Saturday, August 22, 2009

For the motherless

Recently, I pulled my copy of Emily Post’s Etiquette off the shelf and thumbed through it. Having grown up in the South, mama taught me quite a few rules and customs covered under the broad topic of etiquette. When I was just entering my teens, Mama helped me with invitations, thank you notes, and even guided me through giving a shower for a cousin. As a young woman, I just picked up the telephone whenever I need a little guidance on good manners, and Irene would tell me what to do and why. Alas, Mama is now just pleasant memories, so there I was, consulting the most recognized authority on manners, via the book. Although I just needed to confirm minor detail about appropriate wedding shower etiquette, afterward, I sat for quite a while, enjoying my perusal of this rather lengthy tome on good behavior.

Now, why would anyone have a whole book on etiquette? How else do you know when to use "esquire"? Or how to address correspondence to a federal judge? Or how much to tip a washroom attendant who does not hand you a towel?

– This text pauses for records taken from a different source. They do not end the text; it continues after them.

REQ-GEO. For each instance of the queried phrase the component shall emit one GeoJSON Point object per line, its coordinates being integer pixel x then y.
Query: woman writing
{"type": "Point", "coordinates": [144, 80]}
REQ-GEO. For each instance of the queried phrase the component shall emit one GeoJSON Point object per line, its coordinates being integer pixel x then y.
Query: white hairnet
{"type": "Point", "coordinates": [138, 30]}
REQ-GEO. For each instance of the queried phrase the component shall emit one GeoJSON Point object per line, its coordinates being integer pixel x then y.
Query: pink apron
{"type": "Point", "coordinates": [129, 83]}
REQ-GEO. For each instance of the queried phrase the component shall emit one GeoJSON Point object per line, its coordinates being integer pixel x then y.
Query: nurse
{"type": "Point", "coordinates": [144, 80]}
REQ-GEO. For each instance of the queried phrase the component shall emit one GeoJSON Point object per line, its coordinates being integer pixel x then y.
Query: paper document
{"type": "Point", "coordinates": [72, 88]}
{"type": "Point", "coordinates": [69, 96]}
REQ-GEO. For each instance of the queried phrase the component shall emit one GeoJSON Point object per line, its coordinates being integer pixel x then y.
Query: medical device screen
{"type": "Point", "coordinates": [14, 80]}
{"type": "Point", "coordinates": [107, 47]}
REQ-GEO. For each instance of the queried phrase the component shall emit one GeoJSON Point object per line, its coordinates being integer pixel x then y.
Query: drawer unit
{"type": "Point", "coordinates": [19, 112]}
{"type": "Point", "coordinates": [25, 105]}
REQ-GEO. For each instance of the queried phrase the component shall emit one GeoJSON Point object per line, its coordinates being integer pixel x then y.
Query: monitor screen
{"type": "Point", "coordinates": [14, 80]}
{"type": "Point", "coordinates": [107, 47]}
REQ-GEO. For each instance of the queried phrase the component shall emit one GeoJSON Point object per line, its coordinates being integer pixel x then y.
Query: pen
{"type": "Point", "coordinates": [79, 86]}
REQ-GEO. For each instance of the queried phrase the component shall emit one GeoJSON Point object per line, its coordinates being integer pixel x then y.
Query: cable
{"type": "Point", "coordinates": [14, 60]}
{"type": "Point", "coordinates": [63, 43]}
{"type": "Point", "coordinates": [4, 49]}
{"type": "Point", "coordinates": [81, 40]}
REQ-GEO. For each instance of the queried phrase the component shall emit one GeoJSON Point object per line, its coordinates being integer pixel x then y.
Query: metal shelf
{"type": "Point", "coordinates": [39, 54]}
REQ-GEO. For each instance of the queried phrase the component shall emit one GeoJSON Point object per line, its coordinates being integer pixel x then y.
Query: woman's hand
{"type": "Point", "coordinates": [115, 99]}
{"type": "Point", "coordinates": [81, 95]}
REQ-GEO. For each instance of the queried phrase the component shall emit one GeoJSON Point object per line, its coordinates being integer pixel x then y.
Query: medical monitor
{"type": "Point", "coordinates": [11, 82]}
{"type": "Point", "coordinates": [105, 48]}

Although each edition of Etiquette covers traditional topics such as correspondence, mealtime manners, table settings, and weddings, this later edition, authored by Peggy Post, includes business matters. No, I will never use all of it, but the modern, casual manner of society sometimes makes me realize that there is some need for protocol and decorum. Really, the book deals with basic courtesy and respect, and those go a long way toward improving human relationships. Mama seemed to know just how to handle the most awkward situations, no doubt through training as well as instinct, but there are times when the rest of us need a little help.

I bought this 16th edition some time ago, but I think the new 17th edition would be a great gift for graduates and/or newly weds, because sometimes mama isn't available to help with wording the invitation, choosing the gift, or other mannerly matters.